Hi! I have no idea if this is maybe an easy task utilizing R since I read there is geographical map data in some package: I have a huge number of geographical points with their coordinates in Germany. Now I want to determine for each point in which "Bundesland" = state it is located. Can anybody tell me if this is doable relatively easy in R and if so give me some hints or links how to do it? Thanks a million, Werner
Using R map data to determine associated state for a coordinate?
3 messages · Werner Wernersen, Thomas Petzoldt, Roger Bivand
Werner Wernersen wrote:
Hi! I have no idea if this is maybe an easy task utilizing R since I read there is geographical map data in some package: I have a huge number of geographical points with their coordinates in Germany. Now I want to determine for each point in which "Bundesland" = state it is located. Can anybody tell me if this is doable relatively easy in R and if so give me some hints or links how to do it? Thanks a million, Werner
Hello Werner,
two building blocks, but don't know if the precision meets your needs.
1. Do you have a good map of Germany *with* Federal States?

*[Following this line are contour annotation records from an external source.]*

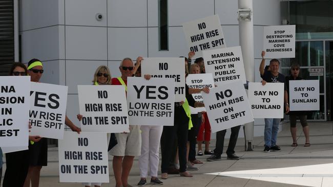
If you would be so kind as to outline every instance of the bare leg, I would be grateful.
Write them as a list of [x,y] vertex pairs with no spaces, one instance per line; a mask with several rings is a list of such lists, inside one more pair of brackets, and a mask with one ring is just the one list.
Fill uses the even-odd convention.
[[121,174],[121,181],[124,186],[127,186],[129,175],[132,166],[133,165],[133,156],[125,156],[122,161],[122,173]]
[[39,186],[39,176],[40,175],[40,170],[41,166],[32,166],[31,170],[28,171],[31,171],[30,174],[30,180],[31,180],[32,187],[38,187]]
[[186,159],[189,162],[189,154],[190,153],[190,142],[188,141],[186,143]]
[[204,150],[206,151],[209,151],[210,150],[210,141],[204,141]]
[[198,152],[199,151],[202,151],[202,141],[197,141],[198,143]]
[[122,185],[121,182],[122,162],[123,156],[114,156],[112,160],[113,173],[116,179],[116,186],[120,187]]
[[290,127],[290,132],[293,137],[293,144],[297,143],[297,128],[296,127]]
[[310,135],[309,135],[309,126],[305,126],[303,128],[303,132],[304,133],[304,136],[305,136],[305,143],[309,144],[310,143]]

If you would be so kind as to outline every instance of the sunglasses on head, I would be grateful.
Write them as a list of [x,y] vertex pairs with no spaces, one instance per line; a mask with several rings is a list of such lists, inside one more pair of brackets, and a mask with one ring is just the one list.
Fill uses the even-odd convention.
[[20,75],[22,76],[25,76],[27,75],[27,73],[25,73],[25,72],[13,72],[13,75],[14,75],[15,76],[18,76],[18,75]]
[[40,74],[43,74],[43,72],[44,72],[44,69],[30,69],[31,71],[32,71],[32,72],[36,74],[37,73],[39,73]]
[[122,68],[123,70],[127,70],[127,69],[129,69],[129,70],[133,70],[133,67],[126,67],[126,66],[121,66],[121,68]]
[[101,76],[103,76],[104,77],[109,77],[109,74],[102,74],[101,73],[97,73],[97,77],[100,77]]

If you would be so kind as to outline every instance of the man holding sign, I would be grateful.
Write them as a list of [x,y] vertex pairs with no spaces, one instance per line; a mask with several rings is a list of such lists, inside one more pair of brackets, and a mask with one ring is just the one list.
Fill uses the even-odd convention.
[[[125,87],[127,92],[127,78],[132,77],[133,69],[137,69],[142,58],[136,59],[136,68],[130,58],[125,58],[120,62],[119,67],[121,76],[112,79],[112,85],[121,85]],[[110,150],[110,154],[113,155],[112,164],[113,172],[116,179],[116,186],[127,186],[128,178],[133,160],[135,156],[140,154],[141,134],[140,126],[130,125],[129,133],[116,133],[117,144]]]
[[[284,83],[284,76],[279,73],[280,62],[279,60],[274,59],[269,62],[270,70],[265,70],[265,52],[261,52],[262,60],[259,66],[260,76],[262,78],[262,85],[266,84],[266,82]],[[288,104],[288,94],[284,86],[284,102],[285,104],[286,112],[289,111],[289,104]],[[276,145],[276,139],[279,131],[279,124],[281,119],[279,118],[265,118],[265,132],[264,139],[265,139],[265,149],[263,152],[267,152],[270,151],[280,151],[281,149]]]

* If YES and if it's free:
==> I would be interested! Please post it's source.
* If NO:
==> Downloadable map data are available on:
http://www.vdstech.com/map_data.htm
2. The following approach reads and converts a shapefile with functions
from maptools and then follows the example of inside.owin() from the
spatstat package.
Hope that helps
Thomas Petzoldt
##########################################################
library(maptools)
library(spatstat)
ger <- read.shape("germany.shp")
plot(ger)
pger <- Map2poly(ger)
sx<- pger[[13]]
lines(sx, type="l", col="red") # Saxony ;-)
## Create an owin (observation window) object
# direction of coordinates must be reversed, in some cases
# if error message: remove rev()'s
saxony <- owin(poly=list(x=rev(sx[,1]), y=rev(sx[,2])))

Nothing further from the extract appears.